Background: Type 2 diabetes (T2D) increases dementia risk for undetermined reasons; neurodegenerative and vascular pathways are likely. Dementia risk factors might differ in people with younger (<65 years) versus older (≥65 years) age at T2D onset. We therefore determined predictors of incident dementia by T2D onset age.
Methods: The Fremantle Diabetes Study includes 1296 T2D participants recruited between 1993-96 who undertook a comprehensive baseline assessment. The cohort was linked to the WA hospital morbidity, mental health and mortality databases from 1970 onwards to identify prevalent and incident dementia using ICD diagnosis codes. Cox proportional hazards and Fine and Gray competing risk regressions with age as time-scale were used to identify independent predictors of dementia.

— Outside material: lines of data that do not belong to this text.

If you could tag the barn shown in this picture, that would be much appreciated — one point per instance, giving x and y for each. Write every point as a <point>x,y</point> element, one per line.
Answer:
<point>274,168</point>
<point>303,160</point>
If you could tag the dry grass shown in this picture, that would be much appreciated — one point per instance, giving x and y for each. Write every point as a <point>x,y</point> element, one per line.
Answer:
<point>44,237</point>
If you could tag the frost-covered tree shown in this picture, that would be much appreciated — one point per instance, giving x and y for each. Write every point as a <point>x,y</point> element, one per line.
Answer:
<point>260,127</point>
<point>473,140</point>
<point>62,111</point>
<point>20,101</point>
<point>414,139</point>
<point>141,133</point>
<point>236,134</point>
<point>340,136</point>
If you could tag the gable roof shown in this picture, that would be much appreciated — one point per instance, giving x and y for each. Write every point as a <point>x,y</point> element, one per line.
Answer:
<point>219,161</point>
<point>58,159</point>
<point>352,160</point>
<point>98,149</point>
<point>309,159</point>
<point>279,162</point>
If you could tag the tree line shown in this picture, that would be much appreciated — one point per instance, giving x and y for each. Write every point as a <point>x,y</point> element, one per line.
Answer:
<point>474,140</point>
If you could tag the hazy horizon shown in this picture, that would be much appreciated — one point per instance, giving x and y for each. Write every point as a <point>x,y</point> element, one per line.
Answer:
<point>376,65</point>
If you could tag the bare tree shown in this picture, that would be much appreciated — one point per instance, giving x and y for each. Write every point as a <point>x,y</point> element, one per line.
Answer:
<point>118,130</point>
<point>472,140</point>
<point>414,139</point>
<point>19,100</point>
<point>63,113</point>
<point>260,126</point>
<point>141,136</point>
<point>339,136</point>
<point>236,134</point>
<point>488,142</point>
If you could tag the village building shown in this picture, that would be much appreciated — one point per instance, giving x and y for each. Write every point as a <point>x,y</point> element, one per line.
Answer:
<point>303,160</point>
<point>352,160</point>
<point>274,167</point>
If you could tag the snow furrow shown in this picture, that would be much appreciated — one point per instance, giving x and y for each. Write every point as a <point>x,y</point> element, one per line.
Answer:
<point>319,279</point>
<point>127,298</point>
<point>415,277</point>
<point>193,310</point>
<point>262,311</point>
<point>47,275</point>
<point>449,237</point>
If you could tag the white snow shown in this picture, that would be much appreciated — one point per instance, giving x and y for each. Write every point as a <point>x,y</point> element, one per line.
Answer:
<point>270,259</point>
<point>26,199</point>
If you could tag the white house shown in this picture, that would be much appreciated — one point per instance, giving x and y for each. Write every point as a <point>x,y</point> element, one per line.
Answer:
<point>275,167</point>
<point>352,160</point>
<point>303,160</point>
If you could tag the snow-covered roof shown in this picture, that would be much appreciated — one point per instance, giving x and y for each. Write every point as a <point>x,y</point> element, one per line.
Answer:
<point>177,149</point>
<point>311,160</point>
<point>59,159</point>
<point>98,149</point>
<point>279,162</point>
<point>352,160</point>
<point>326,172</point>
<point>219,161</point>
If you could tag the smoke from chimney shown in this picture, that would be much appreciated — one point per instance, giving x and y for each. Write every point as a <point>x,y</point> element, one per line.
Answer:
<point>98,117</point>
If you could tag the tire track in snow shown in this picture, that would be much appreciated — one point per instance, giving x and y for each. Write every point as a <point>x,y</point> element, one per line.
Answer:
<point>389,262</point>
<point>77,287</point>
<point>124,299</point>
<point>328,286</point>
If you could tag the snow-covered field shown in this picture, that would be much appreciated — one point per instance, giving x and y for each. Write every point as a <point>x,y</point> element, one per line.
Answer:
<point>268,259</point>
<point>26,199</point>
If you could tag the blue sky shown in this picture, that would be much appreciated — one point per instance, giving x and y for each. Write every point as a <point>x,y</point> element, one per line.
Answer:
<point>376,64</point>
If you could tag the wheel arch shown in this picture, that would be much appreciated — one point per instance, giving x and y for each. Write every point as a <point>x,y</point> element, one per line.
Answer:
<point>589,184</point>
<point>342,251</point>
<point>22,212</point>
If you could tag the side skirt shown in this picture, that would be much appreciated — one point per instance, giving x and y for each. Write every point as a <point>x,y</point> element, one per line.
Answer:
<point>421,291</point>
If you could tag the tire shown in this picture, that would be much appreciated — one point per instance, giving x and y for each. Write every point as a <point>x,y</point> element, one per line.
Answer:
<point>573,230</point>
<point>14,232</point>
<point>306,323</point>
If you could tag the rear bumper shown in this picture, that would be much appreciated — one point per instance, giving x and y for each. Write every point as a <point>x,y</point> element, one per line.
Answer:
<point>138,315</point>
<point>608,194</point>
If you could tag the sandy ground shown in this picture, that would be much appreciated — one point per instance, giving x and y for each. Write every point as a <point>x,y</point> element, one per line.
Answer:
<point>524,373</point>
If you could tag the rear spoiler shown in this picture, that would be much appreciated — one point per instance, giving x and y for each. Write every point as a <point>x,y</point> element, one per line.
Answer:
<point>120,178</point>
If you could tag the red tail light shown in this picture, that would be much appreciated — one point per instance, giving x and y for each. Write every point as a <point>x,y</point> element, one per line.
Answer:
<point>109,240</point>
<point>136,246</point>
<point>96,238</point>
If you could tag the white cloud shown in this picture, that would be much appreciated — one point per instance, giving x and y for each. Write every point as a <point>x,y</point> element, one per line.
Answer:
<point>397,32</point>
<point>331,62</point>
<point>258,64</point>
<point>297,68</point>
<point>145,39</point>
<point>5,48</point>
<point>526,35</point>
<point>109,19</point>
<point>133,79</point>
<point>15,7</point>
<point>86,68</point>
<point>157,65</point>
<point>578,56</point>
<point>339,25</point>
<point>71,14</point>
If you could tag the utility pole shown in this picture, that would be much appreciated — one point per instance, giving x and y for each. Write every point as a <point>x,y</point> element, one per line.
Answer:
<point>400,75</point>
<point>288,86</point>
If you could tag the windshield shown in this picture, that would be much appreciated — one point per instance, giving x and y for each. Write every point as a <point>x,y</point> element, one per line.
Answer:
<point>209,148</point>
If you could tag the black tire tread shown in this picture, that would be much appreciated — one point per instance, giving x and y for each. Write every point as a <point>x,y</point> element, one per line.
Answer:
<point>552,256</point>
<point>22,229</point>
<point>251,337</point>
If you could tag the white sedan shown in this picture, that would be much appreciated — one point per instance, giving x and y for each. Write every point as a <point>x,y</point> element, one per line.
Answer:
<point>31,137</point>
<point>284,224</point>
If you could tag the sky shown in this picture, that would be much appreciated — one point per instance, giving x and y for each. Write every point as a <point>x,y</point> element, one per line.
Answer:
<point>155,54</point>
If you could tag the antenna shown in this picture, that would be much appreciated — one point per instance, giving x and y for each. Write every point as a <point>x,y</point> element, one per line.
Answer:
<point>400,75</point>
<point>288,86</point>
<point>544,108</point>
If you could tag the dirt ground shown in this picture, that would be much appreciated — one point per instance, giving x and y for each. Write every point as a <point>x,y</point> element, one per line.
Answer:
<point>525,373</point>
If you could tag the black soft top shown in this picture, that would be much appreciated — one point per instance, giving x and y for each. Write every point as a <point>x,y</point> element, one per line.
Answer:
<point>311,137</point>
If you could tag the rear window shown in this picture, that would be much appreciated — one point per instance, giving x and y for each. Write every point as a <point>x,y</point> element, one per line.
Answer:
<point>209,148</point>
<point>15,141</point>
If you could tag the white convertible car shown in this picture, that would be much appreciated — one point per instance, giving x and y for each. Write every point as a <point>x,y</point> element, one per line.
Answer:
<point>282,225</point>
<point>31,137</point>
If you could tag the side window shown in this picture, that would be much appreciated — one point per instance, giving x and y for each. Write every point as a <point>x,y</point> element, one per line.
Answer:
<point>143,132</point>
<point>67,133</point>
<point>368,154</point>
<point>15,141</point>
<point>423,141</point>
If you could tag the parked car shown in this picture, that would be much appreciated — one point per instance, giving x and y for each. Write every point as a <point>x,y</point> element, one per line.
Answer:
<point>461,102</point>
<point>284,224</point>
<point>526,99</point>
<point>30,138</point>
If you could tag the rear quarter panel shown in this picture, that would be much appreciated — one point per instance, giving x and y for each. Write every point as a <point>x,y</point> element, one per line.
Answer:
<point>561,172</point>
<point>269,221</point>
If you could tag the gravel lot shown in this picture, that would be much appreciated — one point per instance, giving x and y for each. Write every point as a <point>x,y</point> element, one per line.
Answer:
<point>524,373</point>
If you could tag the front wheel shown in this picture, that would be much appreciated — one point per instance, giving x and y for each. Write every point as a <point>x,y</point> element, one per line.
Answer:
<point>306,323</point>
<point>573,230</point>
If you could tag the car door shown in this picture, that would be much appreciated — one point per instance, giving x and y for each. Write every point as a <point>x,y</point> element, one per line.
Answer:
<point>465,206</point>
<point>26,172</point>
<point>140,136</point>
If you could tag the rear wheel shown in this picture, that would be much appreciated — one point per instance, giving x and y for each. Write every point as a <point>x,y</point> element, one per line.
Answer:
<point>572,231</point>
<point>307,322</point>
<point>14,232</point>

Results: There were 1289 participants after five with prevalent dementia and two with no T2D onset age were excluded. At baseline, they were 64.0±11.3 years old, 48.6% were male with median [IQR] diabetes duration 4.0 [1.0-9.0] years. During 12.7±5.9 years' follow-up, 179 (13.9%) developed incident dementia, 91/931 (9.8%) in those diagnosed before 65 years and 88/358 (24.6%) in those ≥65 years. For younger onset, predictors of dementia included diabetes duration (HR (95%CI): 1.04 (1.01-1.08) /year), cerebrovascular disease (2.24 (1.17-4.32)), ApoE 4,4 genotype (7.76 (2.63-22.9)), antipsychotic medications (4.42 (1.64-11.9)), and schizophrenia (18.9 (5.27-68.1)). For older onset, dementia was predicted by exercise (0.48 (0.30-0.76)) and peripheral sensory neuropathy (1.74 (1.10-2.75)). Adjusting for the competing risk of death before dementia, older age became a risk factor for dementia (sHR (95%CI): 1.07 (1.04-1.10) /year) whereas in the conventional Cox model it was protective (0.90 (0.85-0.94) /year).
Conclusion: Competing risk may have occurred with people younger at study entry dying during follow-up before dementia diagnosis. There were differences in dementia risk factors between those with younger vs. older onset T2D. Dementia prevention in T2D needs to account for these age-related differences.